Feb 06 2010
The hierarchy of work and workers
As the chapters discussing whaling pile up in the novel, Melville reveals the unrelenting nature of whaling and the constant work involved to make the ship sail and the whaling operation run. Many of these middle chapters examine minute parts of the whaling or sailing operation in great detail, conveying the massive amount of work intrinsic to whaling and the various knowledge needed by each seaman in order to be a successful whaler. It is a job requiring round-the-clock readiness, as each man is somewhat of an indentured servant to the whims of a whale. The sighting of the whale that Stubb eventually kills springs everyone into compulsive and complete response:
“As if struck by some enchanter’s wand, the sleepy ship and every sleeper in it all at once started into wakefulness; and more than a score of voices from all parts of the vessel, simultaneously with the three notes from aloft, shouted forth the accustomed cry” (255)
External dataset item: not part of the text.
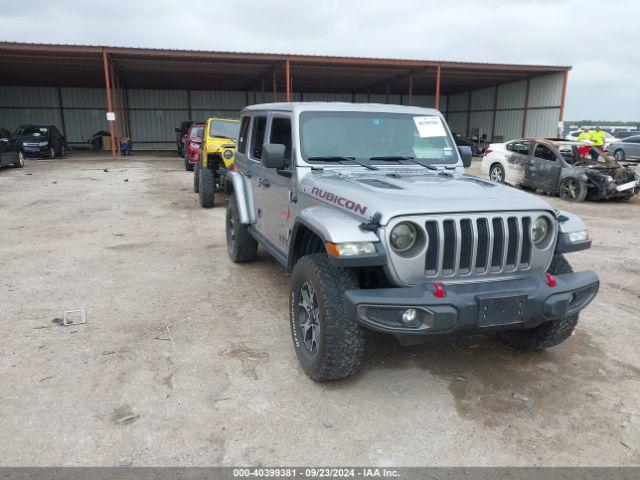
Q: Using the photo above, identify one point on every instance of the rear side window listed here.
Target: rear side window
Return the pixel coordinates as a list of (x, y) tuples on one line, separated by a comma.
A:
[(257, 137), (544, 152), (519, 146), (242, 135), (281, 134)]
Once the whale is hauled in (a grueling process for which they must “toil hour after hour” (262)) the sailors have a few hours rest before the morning, when they will take apart the whale, but even their rest is interrupted by “anchor-watches,” which “shall be kept; that is, two and two for an hour, each couple, the crew in rotation shall mount the deck to see that all goes well” (271).
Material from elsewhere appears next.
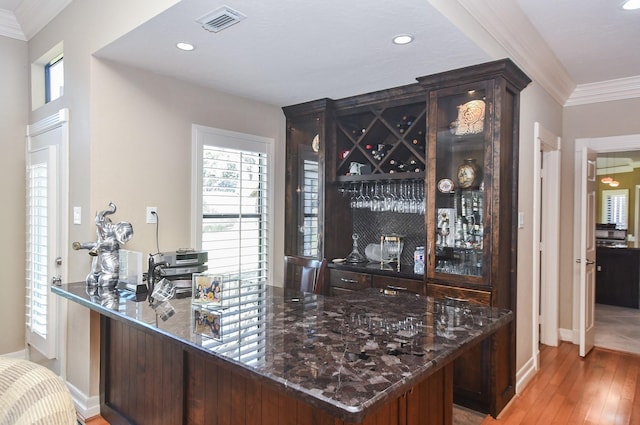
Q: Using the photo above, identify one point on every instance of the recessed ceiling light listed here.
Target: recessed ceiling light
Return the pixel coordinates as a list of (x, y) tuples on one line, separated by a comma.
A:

Even without considering the grueling, slave-like devotion that the sailors must show towards the whaling operation, regardless of any personal need or problem (witness the harpooneer, who must paddle hard with the company and then try to harpoon the whale, who have been driven to ‘”burst their blood-vessels in the boat” (260)), the sailor’s life on the ship is a constant need to work. The long chapter “The Town-Ho’s Story” examines the labor hierarchy and the consequences of an overworked company. Ishmael alludes many times to the workload on board and the captain and mates’ penchant to overwork their men, but for the time being, at least, the labor hierarchy is balanced enough to keep all the men content in their position (at least content enough not to mutiny). “The Town-Ho’s Story” finds the seamen under pressure from the constant work attending to the leaking ship. The mate Radney directly contradicts the labor hierarchy aboard the ship, demanding that Steelkilt sweep the deck, the “broom business” which is the “prescriptive province of the boys” (222). Labor is divided amongst the equal-ranking men according to ability:
“it was the stronger men in the Town-Ho that had been divided into gangs, taking turns at the pumps; and being the most athletic seaman of them all, Steelkilt had been regularly assigned captain of one of the gangs; consequently he should have been freed from any trivial business not connected with truly nautical duties” (222-3).
In a space that always demands work, work itself must be hierarchized; everything else is dropped once a whale is sighted, and after that ship duties, according to capability, involve keeping the ship afloat first and foremost, and then the other duties that involve general cleaning and maintenance. When Radney violates the hierarchy of labor on a ship, it becomes violent. The length of this chapter stresses the importance of preserving the hierarchy of work and the workers in order for the voyage to remain successful. Perhaps Ishmael is foreshadowing the problems the Pequod will face as their voyage grows longer and Ahab abandons convention in his maniacal pursuit.